As a company, how can you be sure that a closed-loop system is sufficiently clean? EHEDG trainer Martin Barnickel shares in EHEDG Connects his valuable insights for optimizing the food safety of closed systems through the application of cleaning validation techniques.

How important is validation to ensure food safety?

Whether you are working as a safety manager within a food company or developing components for closed food processing or packaging processes, there is nothing more reassuring than thorough quantifiable validation of cleaning processes. To ensure food safety, certain physical, chemical and biological hazards must be considered and validated.

What are the specific challenges for closed processes?

In closed processes, the risk of a wide range of food safety hazards increases, such as microorganisms and their toxins, residue from products or cleaning, disinfecting or lubricating agents, or unwanted food ingredients from previous product batches that may contain allergens. Therefore, there is always a need for regular and efficient cleaning, with or without disinfection and sterilization. But not every facility can be easily cleaned thoroughly, with potentially enormous consequences ranging from limited physical complaints to food poisoning and sometimes even deaths.

In your publications you talk about the kinetics of contamination? Could you please elaborate on this?

To that end, let's look at a process from the dairy industry: pasteurization. In these closed systems, microbial growth and contamination often occurs during preheating and in the heat recovery phase when temperatures dip below 55 °C. Precise monitoring and documentation of conditions during pasteurization (usually 75 °C for at least 15 seconds) is an absolute prerequisite to then ensure food safety. As a general maxim, no one should settle for mere disinfection techniques if sterilization is technically feasible.

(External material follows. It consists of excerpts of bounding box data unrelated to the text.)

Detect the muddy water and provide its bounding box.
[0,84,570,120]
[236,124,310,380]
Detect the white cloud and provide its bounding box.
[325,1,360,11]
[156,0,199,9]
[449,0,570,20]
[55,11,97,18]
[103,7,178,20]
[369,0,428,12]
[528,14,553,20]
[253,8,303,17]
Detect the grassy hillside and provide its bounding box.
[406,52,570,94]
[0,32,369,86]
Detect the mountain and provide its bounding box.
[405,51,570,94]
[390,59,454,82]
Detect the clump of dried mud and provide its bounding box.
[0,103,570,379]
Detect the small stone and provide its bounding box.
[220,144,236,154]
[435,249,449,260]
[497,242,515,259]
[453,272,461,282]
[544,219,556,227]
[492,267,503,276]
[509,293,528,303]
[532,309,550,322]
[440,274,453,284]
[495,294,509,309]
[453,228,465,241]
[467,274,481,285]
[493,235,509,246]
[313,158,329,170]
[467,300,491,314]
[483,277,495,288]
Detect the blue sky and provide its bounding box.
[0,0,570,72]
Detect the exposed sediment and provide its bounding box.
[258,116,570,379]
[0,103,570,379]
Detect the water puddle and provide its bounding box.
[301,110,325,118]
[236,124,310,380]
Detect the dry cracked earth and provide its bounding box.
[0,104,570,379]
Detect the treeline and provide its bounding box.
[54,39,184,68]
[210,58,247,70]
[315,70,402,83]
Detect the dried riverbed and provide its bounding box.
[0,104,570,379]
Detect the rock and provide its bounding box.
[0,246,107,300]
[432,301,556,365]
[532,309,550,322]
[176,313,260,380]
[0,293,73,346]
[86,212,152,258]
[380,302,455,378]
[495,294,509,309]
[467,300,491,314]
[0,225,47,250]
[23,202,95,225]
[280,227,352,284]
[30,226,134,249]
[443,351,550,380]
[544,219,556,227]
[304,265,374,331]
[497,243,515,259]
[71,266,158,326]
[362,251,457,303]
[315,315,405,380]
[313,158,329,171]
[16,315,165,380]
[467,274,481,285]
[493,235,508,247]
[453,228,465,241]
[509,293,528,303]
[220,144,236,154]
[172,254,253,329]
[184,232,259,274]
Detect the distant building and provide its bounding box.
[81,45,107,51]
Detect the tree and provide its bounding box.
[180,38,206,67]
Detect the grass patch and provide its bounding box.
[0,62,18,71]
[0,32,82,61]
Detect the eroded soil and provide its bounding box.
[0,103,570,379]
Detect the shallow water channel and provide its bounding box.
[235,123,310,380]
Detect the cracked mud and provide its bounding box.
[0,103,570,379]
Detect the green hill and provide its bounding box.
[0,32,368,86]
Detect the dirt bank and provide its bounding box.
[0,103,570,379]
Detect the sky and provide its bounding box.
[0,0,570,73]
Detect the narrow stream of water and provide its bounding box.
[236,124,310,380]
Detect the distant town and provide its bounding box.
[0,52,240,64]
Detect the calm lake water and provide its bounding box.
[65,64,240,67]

Can you share another example with us?

Another example of the kinetics of contamination is a contamination hazard related to a leak in a plate exchanger. Indeed, pathogenic microorganisms can then cause contamination of the product. Plate exchangers are therefore better checked for leaks at least twice a year. The plates themselves should not have been in use for more than five years. As a general rule, pasteurized products should not be processed for more than 20 hours without CIP, even if the equipment was sterilized at the start. Other hazards arise from deteriorating sanitary conditions due to aging facilities. Therefore, processing facilities should be regularly tested for cracks, cavities, voids and leaks. Knowing that sterile products are sometimes processed for days at a time without cleaning in between, the facility must be completely free of empty spaces, bacteria-proof and operated in a professional manner so as not to be a source of contamination.

What are the main validation criteria?

To assess the efficiency of a cleaning program, the first thing to look at is the differential TOC analysis of the rinse water. Mere visual inspection or the absence of odors and biofilms as a means of control is totally inadequate. TOC analysis is the basis for any validation. In addition, UV light and certain dyes can help to trace traces of product residue (> 4µg/cm²). For places that are difficult to reach and clean, an endoscope provides relief to perform a visual inspection. Nevertheless, in many cases periodic disassembly of the closed system will be appropriate. But since it is virtually impossible to always rule out all contaminations, hygienic plant design, the use of residue-free cleaning agents and efficient sterilization are, in practice, mandatory costs. The monitoring techniques used should quantify the degree of hygiene before and during production. Problematic biofilms can only be avoided by timely cleaning. The rise in differential pressure can be seen as an alarm system. In addition, biological parameters such as ATP content, TDC, AOC/TOC and BFR are of interest for assessing the hygiene level after CIP or SIP.